On Tuesday in the Jackson trial, the first witness to take the stand was comedy club owner and comedian Jamie Masada. While being prompted by deputy district attorney Ron Zonen during direct examination, Masada asserted the accuser's ill health when he befriended the accuser and his family and also stressed on how the accuser's biological father was scheming for money and painted the mother as a honest woman with moral intent.
He said the boy was near death with cancer in June 2000. He told jurors about fundraisers he held for the family and said the boy's father repeatedly asked him for money for food, gas and rent.
He described how the cancer stricken boy asked to meet his idol, Michael Jackson, and said he made phone calls in an attempt to arrange that meeting. Mr. Jackson called the boy days later in his hospital room and eventually invited him to his ranch.
When asked if he's ever met the famous defendant who was sitting across the room, he replied no and said "How are you?" to Jackson, to which Jackson responded with a smile and wave.
Jamie Masada testified that he took the boy and his mother to his longtime attorney William Dickerman to see if he could persuade television stations to stop showing the video, which aired on ABC, VH1 and MTV. This was as Masada claims was because the boy was being harassed after his appearance in the Bashir "Living With Michael Jackson" documentary.
He also took Mr. Dickerman, the boy and his mother to Larry Feldman, the same attorney who negotiated the $20 million settlement between Mr. Jackson and the family of another boy who accused him of molestation in 1993.
Mr. Dickerman and Mr. Feldman are expected to take the stand as prosecution witnesses.
Mr. Zonen asked Mr. Masada to describe a phone call he received from the accuser's mother while she was at the ranch a couple weeks after the documentary aired in February 2003.
"She was upset," Mr. Masada said. "She was crying. . . . She said they were holding her and her kids against their will. She said, 'I need to get out of here.' "
Prosecutors allege that Mr. Jackson and his associates held the mother and her children captive in hotels and at the ranch until they agreed to make a video that would rebut the Martin Bashir documentary.
Masada's statements are almost identical to that given by Louise Palanker,a guest comedian at the comedy club who testified that she received a panic-stricken call from the boys mother claiming that she and her children were held captive by Jackson employees.
But under cross-examination, Palanker and Masada both testified that they never called police about the family's alleged captivity. Masada also claims that the mother stated that she does not want any money but just friends and a prayer.
On cross-examination, Mr. Mesereau revealed that Masada told authorities in a December 2003 interview that the boy's parents repeatedly asked him for money.
Next on the stand was flight attendant Cynthia Ann Bell who served Jackson and the accuser and his family in the now infamous flight back from Miami to California.
Under cross-examination by lead defense lawyer Thomas Mesereau, Ms. Bell described what she saw on the chartered flight from Miami to Santa Barbara in February 2003.
She told jurors that the boy was rude and out of control and characterized Mr. Jackson as a quiet, gentle man.
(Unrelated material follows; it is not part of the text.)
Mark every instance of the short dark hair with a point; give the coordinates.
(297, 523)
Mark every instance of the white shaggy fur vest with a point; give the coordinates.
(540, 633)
"(The boy) was unusually rude, discourteous," Ms. Bell testified. "I remember him talking about how, 'I got this watch from Michael and it's real expensive.' . . . He was obnoxious. "When I served him food, he said 'This isn't warm. This isn't the way it's supposed to be.' It was embarrassing to have him on board, actually."
She then described Mr. Jackson as "soft-spoken."
"Typically, I'd have to kneel to gain eye contact with Mr. Jackson," Ms. Bell testified. "He would touch my arm when we were communicating."
Her testimony appeared to frustrate prosecutors and made jurors raise their eyebrows, especially when she revealed that the accuser's older sister ordered wine on the flight from Miami. Bell under cross examination was consistent with what she stated to prosecutor Zonen where she said, she never saw the entertainer serve the minors on the flight any alcohol nor was it Jackson's assertion to serve him wine in a diet coke can but was rather her idea.
The sister had testified that the only time she drank alcohol was when Jackson gave it to her and her brothers at Neverland Valley Ranch and that she didn't like it.
The sister had also testified that she saw Jackson sharing his Diet Coke can with her brother, who appeared intoxicated. The boy himself testified that he drank a little on the flight, but was not drunk.
But under cross-examination by Mr. Mesereau, Ms. Bell said she did not see Mr. Jackson give wine to the boy and denied that the youth was intoxicated.
The boy has accused Mr. Jackson of plying him with alcohol and then molesting him at Neverland in the spring of 2003.